How many generations of ancestors have you traced a connection to? And how many living cousins?
These new family trees on the Internet are remarkable. They’re huge. They’re not even trees; they’re forests of interlocking trees. My direct tree goes back to the 17th century because the rabbis kept good records.
And in terms of width, my tree never ends. If you count cousins by marriage, I have literally millions. My first cousin once removed married actor James Spader, and he’s a super-WASP, so it was nice to hook into the Mayflower crowd through him.
Have you found any distant ancestors whom you think you’d have liked?

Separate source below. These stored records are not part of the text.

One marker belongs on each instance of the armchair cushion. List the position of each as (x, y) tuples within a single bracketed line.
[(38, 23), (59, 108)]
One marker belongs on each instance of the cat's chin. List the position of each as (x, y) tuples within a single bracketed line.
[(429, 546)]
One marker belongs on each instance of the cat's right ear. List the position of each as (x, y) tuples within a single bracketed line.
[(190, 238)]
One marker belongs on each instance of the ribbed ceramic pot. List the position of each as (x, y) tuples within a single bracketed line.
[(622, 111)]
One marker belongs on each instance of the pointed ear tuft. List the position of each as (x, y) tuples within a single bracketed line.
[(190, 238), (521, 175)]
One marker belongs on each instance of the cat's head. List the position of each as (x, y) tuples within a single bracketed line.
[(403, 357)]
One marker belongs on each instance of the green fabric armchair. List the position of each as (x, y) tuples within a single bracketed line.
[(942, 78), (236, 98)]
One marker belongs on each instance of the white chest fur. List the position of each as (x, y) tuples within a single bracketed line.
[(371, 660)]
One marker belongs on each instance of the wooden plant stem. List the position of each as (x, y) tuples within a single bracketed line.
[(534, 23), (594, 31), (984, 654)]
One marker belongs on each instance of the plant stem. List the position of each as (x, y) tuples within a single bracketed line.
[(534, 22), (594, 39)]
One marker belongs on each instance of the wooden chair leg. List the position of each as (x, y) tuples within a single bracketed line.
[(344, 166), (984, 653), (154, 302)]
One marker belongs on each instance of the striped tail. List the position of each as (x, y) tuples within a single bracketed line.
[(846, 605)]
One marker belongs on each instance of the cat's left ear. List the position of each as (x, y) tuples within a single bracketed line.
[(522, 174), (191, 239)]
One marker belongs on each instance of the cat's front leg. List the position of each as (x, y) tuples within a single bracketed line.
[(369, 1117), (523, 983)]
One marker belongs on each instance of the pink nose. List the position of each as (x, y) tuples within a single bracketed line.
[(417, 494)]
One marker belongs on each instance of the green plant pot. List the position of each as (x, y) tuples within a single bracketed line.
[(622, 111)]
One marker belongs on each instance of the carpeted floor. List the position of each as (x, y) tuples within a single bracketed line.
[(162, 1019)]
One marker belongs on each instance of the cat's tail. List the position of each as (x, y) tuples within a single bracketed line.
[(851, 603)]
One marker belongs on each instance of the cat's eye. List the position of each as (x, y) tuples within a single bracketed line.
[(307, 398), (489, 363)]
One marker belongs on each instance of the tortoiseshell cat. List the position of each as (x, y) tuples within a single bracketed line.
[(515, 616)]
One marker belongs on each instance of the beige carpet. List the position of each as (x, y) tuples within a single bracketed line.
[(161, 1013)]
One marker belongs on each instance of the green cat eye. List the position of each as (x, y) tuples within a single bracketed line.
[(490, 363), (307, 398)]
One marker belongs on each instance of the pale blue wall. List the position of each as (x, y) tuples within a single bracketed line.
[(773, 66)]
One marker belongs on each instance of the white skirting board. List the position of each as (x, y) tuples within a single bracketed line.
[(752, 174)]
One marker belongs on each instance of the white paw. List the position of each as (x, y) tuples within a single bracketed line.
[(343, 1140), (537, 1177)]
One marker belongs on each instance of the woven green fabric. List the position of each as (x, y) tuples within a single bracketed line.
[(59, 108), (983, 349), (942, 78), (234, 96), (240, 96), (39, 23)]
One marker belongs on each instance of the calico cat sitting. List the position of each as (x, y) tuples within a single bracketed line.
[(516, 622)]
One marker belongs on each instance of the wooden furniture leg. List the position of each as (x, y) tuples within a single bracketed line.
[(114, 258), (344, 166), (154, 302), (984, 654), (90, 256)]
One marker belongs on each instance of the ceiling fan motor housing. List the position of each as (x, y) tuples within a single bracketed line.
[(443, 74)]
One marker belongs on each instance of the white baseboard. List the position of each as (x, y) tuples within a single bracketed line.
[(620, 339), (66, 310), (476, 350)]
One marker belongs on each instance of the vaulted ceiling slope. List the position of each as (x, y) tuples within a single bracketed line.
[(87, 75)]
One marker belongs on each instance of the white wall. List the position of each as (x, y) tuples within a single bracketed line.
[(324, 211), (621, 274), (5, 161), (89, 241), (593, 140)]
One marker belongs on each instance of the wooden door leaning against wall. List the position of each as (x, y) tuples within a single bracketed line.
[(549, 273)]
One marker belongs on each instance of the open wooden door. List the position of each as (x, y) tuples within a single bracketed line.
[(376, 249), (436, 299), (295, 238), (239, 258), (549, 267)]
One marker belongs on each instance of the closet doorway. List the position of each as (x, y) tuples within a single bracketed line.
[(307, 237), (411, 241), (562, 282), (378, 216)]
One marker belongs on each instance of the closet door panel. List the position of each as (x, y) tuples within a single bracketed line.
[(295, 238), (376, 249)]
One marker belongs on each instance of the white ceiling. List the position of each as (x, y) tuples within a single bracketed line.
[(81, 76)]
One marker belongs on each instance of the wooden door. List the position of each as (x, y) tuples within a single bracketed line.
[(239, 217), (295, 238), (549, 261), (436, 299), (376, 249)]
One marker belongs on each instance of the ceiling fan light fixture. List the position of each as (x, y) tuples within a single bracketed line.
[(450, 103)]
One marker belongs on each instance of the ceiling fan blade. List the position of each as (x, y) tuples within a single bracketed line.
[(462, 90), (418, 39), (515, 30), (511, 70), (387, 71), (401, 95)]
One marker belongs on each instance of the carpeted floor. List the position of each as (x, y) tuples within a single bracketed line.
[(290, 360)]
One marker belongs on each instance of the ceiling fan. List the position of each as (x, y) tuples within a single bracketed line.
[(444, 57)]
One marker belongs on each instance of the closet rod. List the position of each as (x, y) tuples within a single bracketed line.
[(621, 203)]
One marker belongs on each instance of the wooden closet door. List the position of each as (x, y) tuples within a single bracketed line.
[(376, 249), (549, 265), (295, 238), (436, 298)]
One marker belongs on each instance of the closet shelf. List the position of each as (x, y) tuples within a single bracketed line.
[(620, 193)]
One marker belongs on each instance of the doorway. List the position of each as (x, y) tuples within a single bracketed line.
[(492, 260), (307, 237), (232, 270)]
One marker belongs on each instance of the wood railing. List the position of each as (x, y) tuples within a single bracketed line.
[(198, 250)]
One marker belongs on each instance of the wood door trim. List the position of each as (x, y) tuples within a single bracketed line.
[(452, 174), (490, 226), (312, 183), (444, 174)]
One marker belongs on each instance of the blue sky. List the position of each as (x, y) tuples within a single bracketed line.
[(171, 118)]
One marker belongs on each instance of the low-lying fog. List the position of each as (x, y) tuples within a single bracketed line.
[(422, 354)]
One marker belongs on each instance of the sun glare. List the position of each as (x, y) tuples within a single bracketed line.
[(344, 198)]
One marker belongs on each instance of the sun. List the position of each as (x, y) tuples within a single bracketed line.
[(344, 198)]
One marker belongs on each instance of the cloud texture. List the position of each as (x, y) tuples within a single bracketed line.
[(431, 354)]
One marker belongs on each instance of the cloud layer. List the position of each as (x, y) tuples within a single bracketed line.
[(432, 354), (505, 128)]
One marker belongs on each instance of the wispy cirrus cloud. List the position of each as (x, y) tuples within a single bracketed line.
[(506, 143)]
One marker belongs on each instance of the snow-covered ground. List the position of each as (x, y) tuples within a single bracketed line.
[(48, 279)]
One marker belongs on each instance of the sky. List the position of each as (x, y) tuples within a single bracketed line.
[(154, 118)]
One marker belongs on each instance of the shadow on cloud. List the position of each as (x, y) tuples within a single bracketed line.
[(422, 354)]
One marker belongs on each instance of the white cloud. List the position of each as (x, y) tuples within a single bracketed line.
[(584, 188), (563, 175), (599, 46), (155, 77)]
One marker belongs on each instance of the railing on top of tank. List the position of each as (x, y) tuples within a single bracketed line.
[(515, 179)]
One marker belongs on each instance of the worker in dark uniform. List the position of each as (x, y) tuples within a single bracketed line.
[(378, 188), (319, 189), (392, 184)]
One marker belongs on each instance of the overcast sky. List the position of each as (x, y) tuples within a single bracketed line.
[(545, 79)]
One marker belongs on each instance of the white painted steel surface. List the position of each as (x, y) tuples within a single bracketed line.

I do have an ancestor who was a famous rabbi named the Vilna Gaon. I think I would have both liked him and disliked him. He was apparently a towering intellect, and studied all the time, so I would have loved to hear his wisdom.
But he also didn’t have the best work/life balance. Apparently not the most attentive father. Too busy studying. So I don’t imagine we’d be playing Frisbee together.
Do you have any close cousins you wish weren’t so close?
Well, I do have a first cousin who is quite the character.
Let me give you a little insight into his personality: When he married his wife, he did this shtick where peeked under her wedding dress and pulled off her garter. Then he went under her dress again and pulled out other objects—a Frisbee, a toilet plunger.
And then, he went under and pulled out a little person dressed like a leprachaun who then proceeded to do dirty dancing with him. His friends thought this was hilarious.
I just stared in shock, like the audience in Springtime For Hitler.
But I still love him. I have to. He’s my cousin.